Workshop highlights: AI and ML for quantum sensing
From 23-25 March 2026, Q-BIOMED hosted a workshop on artificial intelligence and machine learning techniques for quantum sensing, bringing together early career researchers from across the Hub.
In the article below, UCL PhD student Ali Shokat gives his summary and reflections on the three-day event.
We would like to extend our thanks to Professor Mehrnoosh Sadrzadeh from the UCL Department of Computer Science and Quantum Learning Labs, as well as all of our invited speakers, for contributing to the workshop.
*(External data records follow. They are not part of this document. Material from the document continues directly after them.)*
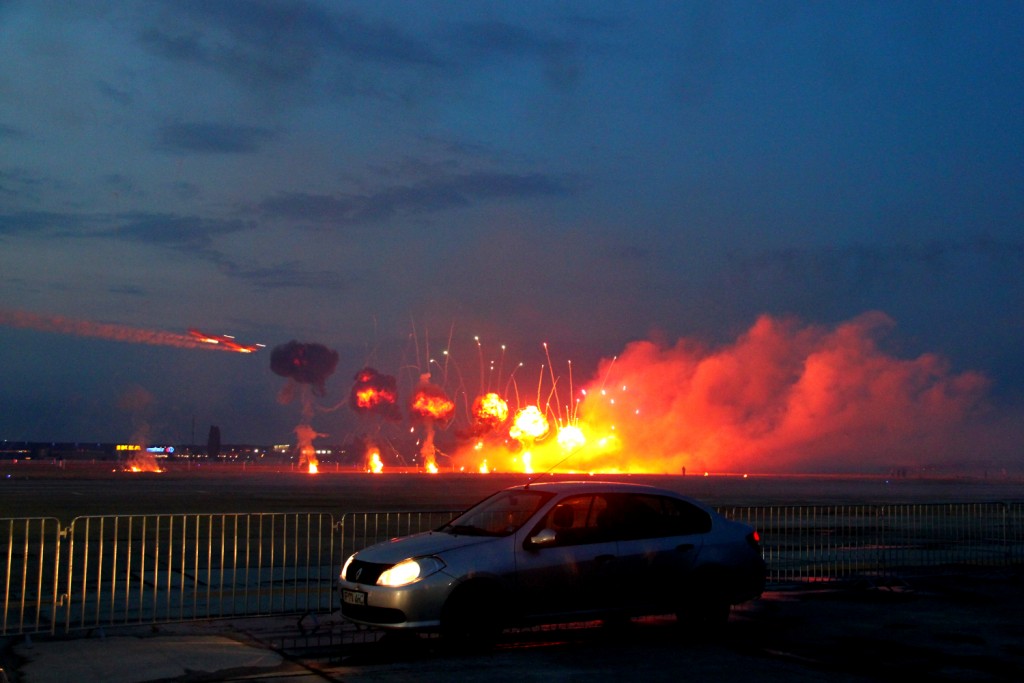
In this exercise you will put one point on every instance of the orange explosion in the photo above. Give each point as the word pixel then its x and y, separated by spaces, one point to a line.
pixel 489 410
pixel 782 397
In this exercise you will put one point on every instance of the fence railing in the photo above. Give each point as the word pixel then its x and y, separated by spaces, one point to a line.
pixel 126 569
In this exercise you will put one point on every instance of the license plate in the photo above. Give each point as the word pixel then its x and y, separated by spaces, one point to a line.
pixel 353 597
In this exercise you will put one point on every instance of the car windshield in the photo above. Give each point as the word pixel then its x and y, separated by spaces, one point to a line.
pixel 501 514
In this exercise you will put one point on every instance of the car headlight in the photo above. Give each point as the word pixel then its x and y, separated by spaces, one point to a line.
pixel 410 570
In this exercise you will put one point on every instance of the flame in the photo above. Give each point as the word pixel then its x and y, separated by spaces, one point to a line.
pixel 783 396
pixel 375 464
pixel 370 397
pixel 571 437
pixel 529 423
pixel 491 410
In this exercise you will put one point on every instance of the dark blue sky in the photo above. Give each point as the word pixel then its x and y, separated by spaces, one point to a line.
pixel 580 173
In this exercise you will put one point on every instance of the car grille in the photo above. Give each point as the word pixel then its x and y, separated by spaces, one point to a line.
pixel 373 614
pixel 366 572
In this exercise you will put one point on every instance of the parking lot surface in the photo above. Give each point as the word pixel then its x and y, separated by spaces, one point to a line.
pixel 964 627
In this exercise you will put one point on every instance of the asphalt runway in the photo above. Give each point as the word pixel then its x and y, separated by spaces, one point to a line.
pixel 70 489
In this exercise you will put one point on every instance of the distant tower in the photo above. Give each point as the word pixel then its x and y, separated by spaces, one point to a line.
pixel 213 442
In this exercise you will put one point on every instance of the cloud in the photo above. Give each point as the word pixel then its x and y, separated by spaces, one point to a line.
pixel 39 222
pixel 213 137
pixel 10 132
pixel 425 197
pixel 185 232
pixel 499 41
pixel 289 275
pixel 263 43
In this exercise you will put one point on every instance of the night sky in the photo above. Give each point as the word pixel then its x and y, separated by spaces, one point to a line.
pixel 794 228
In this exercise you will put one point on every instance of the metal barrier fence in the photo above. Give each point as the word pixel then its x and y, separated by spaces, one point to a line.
pixel 113 570
pixel 828 543
pixel 116 570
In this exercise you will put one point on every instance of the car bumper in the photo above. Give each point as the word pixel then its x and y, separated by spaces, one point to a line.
pixel 417 606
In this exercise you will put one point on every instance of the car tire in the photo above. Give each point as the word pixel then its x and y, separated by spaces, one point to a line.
pixel 472 616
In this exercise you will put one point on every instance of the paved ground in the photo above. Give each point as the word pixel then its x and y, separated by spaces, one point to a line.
pixel 939 628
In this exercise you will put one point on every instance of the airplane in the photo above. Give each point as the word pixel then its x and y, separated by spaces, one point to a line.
pixel 226 341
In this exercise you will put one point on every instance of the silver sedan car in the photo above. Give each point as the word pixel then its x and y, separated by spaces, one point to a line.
pixel 555 552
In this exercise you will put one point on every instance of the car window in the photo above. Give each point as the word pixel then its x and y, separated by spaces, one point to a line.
pixel 501 514
pixel 574 520
pixel 647 516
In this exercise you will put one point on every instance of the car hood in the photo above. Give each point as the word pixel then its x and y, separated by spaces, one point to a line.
pixel 428 543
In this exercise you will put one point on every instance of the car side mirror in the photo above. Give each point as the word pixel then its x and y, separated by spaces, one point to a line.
pixel 546 537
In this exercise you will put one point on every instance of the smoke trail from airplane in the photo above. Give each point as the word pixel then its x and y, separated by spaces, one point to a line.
pixel 120 333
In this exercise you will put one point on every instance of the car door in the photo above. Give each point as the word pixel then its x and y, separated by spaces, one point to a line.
pixel 659 539
pixel 571 573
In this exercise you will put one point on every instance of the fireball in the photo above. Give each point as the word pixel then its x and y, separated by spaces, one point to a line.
pixel 489 410
pixel 429 406
pixel 529 423
pixel 570 437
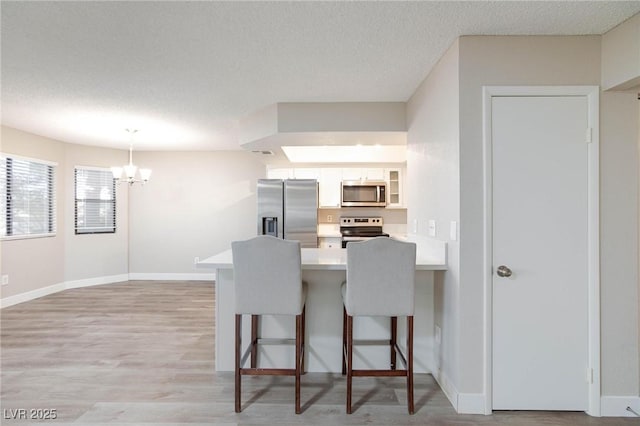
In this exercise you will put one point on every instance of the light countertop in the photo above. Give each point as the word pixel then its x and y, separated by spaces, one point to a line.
pixel 333 259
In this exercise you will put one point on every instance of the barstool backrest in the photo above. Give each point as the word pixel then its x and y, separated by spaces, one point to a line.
pixel 267 276
pixel 380 277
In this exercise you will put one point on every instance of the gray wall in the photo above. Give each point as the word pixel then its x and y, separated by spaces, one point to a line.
pixel 195 204
pixel 445 168
pixel 433 176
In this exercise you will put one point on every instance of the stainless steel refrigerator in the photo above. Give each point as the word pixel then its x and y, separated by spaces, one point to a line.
pixel 289 209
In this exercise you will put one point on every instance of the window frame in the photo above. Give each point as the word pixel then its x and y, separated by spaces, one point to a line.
pixel 96 201
pixel 8 176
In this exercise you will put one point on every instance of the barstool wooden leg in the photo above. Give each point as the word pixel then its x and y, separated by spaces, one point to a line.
pixel 304 358
pixel 410 364
pixel 392 342
pixel 238 348
pixel 254 340
pixel 298 359
pixel 349 361
pixel 344 340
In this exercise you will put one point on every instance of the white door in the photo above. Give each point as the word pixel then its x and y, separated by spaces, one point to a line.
pixel 540 233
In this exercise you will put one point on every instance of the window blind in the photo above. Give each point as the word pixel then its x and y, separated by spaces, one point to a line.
pixel 27 207
pixel 95 202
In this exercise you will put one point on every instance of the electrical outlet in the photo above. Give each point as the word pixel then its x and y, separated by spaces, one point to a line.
pixel 432 227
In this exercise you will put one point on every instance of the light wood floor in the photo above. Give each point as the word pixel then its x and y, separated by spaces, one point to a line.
pixel 142 353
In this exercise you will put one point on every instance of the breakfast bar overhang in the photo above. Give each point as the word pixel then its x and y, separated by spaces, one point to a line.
pixel 325 270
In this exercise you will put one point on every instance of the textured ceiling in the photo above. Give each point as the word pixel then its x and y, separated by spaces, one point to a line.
pixel 185 73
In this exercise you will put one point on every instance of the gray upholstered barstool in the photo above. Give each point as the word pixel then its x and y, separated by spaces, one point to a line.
pixel 267 281
pixel 380 282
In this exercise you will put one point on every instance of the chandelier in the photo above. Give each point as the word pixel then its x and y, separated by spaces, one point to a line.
pixel 127 173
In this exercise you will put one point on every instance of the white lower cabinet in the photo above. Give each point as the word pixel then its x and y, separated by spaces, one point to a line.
pixel 329 187
pixel 330 242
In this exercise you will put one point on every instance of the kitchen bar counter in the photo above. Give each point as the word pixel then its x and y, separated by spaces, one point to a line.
pixel 325 270
pixel 324 259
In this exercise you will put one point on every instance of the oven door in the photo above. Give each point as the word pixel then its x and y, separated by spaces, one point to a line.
pixel 348 239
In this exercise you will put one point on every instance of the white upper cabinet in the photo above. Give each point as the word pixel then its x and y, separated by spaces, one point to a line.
pixel 329 179
pixel 280 173
pixel 373 174
pixel 329 191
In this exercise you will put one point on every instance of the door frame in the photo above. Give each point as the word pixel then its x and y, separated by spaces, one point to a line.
pixel 592 94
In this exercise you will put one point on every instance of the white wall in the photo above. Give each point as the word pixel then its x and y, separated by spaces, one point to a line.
pixel 433 176
pixel 195 204
pixel 621 56
pixel 38 263
pixel 619 243
pixel 553 61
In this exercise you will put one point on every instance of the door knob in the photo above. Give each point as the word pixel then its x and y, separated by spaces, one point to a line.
pixel 503 271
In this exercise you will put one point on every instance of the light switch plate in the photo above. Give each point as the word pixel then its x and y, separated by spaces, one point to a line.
pixel 432 228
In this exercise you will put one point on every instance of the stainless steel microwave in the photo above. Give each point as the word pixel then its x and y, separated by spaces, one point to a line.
pixel 355 193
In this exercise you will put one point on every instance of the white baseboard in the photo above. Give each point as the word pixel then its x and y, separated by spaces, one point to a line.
pixel 447 387
pixel 471 403
pixel 97 281
pixel 110 279
pixel 463 403
pixel 30 295
pixel 616 406
pixel 195 276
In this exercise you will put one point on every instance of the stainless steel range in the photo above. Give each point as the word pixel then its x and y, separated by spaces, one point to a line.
pixel 356 228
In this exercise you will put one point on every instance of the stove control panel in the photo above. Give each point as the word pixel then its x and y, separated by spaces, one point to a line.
pixel 360 221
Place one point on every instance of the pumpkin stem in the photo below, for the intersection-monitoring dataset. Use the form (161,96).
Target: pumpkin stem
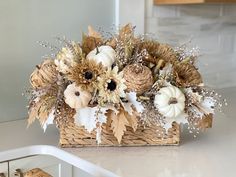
(173,100)
(96,47)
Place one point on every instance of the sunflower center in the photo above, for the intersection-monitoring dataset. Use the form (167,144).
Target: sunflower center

The AI/ML workshop started with an introductory Bayesian methods lecture given by Professor Brooks Paige. This lecture started with fundamental statistics, and then went into the computational methods involved, such as Markov Chain Monte Carlo methods. Starting with the basics and going into working examples in the tutorial was particularly helpful for cementing the knowledge given in the lectures before.
Following a fun introduction to shuffleboard for our dinner and social, the next day commenced with a lecture on Deep Learning from Dr Dariush Hosseini. This lecture introduced us to different Neural Network Architectures, which was then followed by a tutorial given by Kin Ian Lo. The tutorial involved building a very simple neural network in Python, which was extremely insightful as to how architectures such as a Multi-Layer Perceptron can learn functions, alongside the role of forward passing and back-propagation in optimising a network and minimising the loss function during training.
The next lecture-tutorial combo went into image processing and Convolutional Neural Networks, given by Ivan Shalashilin and Kin Ian Lo. We were given some insight into the nature of research taking place at UCL Quantum Learning Labs, alongside working with python toolkits to train and implement a CNN in the tutorial.
Finally, Professor Cristian Bonato gave a lecture on Bayesian Experimental Design, which tied together some of the basics learnt at the start of the workshop, to give us an example of how Bayesian Computational methods can be applied in a quantum physics-based research setting.
Reflecting on what I learned in the workshop, I’m particularly grateful for the breadth of topics covered in the three days, whilst also getting a hands-on experience with implementing some of the techniques in the tutorials. Creating a very basic neural network architecture has helped de-mystify the process for me, and now I am reading further into how they could be implemented in some of our current projects.
Ali Shokat is a first year PhD student in Dr Benjamin Miller’s group at UCL, working on nanodiamond-based in-vitro diagnostics.